Investment Management is at its core, making educated decisions on which stocks to buy and why, and also which to avoid. This is a very full-time job, involving vast amounts of research and ongoing monitoring and amendment based on the ever-changing world. The first step in this for a charity is set a clear investment policy statement so the manager has a framework. The Trustees can ensure good outcomes for the charities assets by setting clear, realistic criteria for where monies should be invested, detailing what level of returns and risk are acceptable and expected and what distributions can be made by the charity. In a world of reduced funding, Investment Managers who can provide better returns on the charity’s assets can be crucial. Better returns mean greater distributions, which can be made to support the charities core activities.

Investment Managers are also able to do Ethical Screening or make thematic moves in a portfolio such as Ethical, Social and Governance (ESG) investing. In Scottish law, there is no definition of social/ethical investment or ESG, but the regulator does make it clear that you should consider whether this should be part of the investment process, both for financial and reputational reasons.

Some traps, such as greenwashing – where investments are labelled as ethical or ESG but may not be as green as they appear – is more common than you may think. Without the specialist knowledge to interrogate this, charities may unwittingly invest in funds which do not meet their stated position. This can lead to reputational problems, such as those faced by Church of England, who indirectly investing in payday lender Wonga after the Archbishop of Canterbury had criticised the lender.

Involving a Financial Planner can also bring in a number of benefits to charities and also to its trustees. Fundamentally, as a planner, we are involved in the creation of investment policy statements and the investment strategy, working in tandem with an investment manager and trustees. A planner will also be involved in the stress testing and forecasting of any plan to check its long-term viability.

There are also other benefits to involving Financial Planners. There is a shortage of leaders in Scotland third sector, and they are both working harder and taking on more responsibility as a result of reduced funding. This has led to a dependency on a small population, making them harder to replace.

Good financial planning is focused on getting the best outcome for the individual by understanding their lifestyle and what is important to them. Typically, people become involved third sector leadership because of deeply held beliefs, and by working hand in hand with trustees or executives, a planner can then address lifestyle issues that can help keep key staff members happy and engaged with the charity. In practice, this can take the form of managing step-downs into semi-retirement or reducing hours, providing comfort on when and how a person retires, and as previously mentioned managing gifts to charities to provide funding to those causes that a person holds dearest. This then allows discussion with the organisation on how to manage succession planning and creates a more stable environment with which to operate.


In Scotland, there are a number of excellent resources available from the regulators.

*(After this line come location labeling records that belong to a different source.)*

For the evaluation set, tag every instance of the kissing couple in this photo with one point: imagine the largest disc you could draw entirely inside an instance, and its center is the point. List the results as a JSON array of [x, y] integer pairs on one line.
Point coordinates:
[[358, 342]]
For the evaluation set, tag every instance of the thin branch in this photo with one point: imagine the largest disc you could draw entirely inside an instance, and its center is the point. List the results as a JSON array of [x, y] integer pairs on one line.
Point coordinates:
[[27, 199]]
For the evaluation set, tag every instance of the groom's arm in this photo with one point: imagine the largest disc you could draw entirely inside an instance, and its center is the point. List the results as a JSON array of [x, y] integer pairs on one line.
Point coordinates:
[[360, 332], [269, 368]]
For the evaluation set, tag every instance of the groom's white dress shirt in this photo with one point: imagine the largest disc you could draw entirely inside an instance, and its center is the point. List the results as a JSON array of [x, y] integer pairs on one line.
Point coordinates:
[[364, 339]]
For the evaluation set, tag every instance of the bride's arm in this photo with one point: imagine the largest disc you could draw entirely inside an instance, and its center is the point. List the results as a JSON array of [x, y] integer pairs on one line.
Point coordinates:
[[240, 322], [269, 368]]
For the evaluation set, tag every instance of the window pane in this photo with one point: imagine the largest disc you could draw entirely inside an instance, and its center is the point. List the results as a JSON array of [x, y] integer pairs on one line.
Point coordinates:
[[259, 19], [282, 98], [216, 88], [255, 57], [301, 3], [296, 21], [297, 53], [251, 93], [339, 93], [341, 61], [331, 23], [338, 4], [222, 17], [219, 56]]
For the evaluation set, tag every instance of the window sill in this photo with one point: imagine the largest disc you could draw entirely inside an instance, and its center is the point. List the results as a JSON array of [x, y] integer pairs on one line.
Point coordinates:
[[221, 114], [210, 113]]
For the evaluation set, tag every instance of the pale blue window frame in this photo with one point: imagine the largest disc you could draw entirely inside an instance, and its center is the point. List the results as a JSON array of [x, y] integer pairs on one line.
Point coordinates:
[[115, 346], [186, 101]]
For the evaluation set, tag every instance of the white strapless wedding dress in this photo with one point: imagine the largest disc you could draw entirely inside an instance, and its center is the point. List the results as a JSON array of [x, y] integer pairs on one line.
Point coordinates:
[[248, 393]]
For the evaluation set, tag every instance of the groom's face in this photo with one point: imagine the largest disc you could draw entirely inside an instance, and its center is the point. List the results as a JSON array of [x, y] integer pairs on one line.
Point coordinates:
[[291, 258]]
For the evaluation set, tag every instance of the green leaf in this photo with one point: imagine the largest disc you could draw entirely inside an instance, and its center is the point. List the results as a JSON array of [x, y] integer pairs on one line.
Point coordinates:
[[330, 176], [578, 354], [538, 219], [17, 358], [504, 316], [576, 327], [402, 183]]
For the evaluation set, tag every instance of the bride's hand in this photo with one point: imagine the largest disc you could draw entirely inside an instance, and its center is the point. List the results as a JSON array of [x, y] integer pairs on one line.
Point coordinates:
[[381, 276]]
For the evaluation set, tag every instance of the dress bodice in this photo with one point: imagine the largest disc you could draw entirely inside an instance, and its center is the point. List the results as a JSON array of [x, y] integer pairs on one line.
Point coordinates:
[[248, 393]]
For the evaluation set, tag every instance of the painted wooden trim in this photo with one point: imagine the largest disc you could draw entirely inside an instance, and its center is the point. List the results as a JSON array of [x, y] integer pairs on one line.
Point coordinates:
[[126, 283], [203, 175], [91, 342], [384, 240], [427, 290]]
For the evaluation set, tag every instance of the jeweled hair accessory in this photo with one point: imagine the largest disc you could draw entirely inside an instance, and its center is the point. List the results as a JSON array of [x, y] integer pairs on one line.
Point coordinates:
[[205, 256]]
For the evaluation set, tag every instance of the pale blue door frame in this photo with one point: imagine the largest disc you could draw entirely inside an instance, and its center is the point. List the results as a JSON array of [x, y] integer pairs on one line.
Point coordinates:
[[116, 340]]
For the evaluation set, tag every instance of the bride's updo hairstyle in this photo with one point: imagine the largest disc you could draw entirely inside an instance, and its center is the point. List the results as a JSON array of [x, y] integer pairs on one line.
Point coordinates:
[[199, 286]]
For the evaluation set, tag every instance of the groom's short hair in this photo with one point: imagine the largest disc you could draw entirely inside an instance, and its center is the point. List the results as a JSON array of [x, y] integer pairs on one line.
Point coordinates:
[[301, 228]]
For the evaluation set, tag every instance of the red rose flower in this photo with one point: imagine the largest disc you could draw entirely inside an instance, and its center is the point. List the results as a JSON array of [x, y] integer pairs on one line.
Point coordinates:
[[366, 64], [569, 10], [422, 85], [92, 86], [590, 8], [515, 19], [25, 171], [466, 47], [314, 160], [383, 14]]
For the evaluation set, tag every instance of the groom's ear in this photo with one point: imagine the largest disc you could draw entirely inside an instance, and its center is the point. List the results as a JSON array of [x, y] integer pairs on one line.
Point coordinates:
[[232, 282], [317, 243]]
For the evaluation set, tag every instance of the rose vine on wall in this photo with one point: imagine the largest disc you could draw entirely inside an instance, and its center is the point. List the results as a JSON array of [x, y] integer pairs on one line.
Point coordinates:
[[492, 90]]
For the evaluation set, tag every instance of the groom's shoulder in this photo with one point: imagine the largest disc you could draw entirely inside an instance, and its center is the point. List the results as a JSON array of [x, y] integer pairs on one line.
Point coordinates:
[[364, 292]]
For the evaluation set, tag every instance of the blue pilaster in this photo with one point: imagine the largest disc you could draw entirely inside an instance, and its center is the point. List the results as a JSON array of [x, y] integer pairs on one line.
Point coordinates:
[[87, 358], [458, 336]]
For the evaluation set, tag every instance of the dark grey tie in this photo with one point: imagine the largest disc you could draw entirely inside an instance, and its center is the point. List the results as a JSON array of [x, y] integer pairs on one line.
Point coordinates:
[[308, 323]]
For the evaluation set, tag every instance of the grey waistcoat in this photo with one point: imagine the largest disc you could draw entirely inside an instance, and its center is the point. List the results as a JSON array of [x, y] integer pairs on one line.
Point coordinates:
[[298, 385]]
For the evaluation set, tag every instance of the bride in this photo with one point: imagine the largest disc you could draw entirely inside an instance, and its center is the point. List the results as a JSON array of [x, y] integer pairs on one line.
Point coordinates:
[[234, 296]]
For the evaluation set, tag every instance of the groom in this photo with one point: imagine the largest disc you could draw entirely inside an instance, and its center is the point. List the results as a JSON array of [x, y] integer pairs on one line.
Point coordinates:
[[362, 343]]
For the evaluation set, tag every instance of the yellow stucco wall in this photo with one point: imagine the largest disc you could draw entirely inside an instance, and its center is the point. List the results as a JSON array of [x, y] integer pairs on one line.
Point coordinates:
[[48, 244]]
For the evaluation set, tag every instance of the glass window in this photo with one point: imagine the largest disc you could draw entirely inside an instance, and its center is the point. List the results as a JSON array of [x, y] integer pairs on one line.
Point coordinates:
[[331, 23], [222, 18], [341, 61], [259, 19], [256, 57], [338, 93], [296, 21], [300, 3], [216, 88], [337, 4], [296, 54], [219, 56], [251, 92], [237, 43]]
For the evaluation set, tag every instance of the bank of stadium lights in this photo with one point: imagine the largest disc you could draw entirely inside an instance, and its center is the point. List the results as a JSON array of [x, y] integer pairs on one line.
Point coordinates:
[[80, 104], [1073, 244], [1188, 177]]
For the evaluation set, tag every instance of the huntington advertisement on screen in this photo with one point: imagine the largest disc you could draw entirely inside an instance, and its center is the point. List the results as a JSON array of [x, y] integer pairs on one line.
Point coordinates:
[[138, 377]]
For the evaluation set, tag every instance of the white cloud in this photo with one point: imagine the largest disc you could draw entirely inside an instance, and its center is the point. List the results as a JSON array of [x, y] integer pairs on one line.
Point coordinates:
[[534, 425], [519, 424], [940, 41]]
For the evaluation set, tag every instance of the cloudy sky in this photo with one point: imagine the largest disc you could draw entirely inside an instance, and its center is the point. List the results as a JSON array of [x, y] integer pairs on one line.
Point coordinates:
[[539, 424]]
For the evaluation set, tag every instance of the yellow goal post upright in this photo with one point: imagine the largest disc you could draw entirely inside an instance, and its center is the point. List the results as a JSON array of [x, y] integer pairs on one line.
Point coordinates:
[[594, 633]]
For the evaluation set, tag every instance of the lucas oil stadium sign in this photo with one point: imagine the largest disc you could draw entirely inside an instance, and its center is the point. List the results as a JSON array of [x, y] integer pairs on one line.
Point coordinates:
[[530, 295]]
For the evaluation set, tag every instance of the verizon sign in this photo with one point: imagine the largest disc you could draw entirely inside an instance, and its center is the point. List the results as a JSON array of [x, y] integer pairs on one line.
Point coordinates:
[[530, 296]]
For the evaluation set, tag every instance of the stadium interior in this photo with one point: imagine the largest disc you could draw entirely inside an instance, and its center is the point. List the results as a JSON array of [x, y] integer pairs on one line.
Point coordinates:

  • Office of the Scottish Charities Regular (OSCR) provides excellent guides that cover all of these areas, including guides on trustee responsibilities and managing investments
  • Scottish Council for Voluntary Organisations (SCVO) provide both support material for running charities and through Funding Scotland can be a gateway to funding.
  • The Association of Chief Officers of Scottish Voluntary Organisations (ACOSVO) can be excellent sources of guidance for chief executives of charities, providing networking and support through the sharing of best practices in a confidential manner.

It’s also key that all the parties involved in the charity – Trustees, Solicitors, Accountants, Investment Managers and Financial Planners – have the relevant experience and support and are happy working with each other. Doing this allows the charity to then really focus on the important work that it does as the legal and regulatory work is well managed.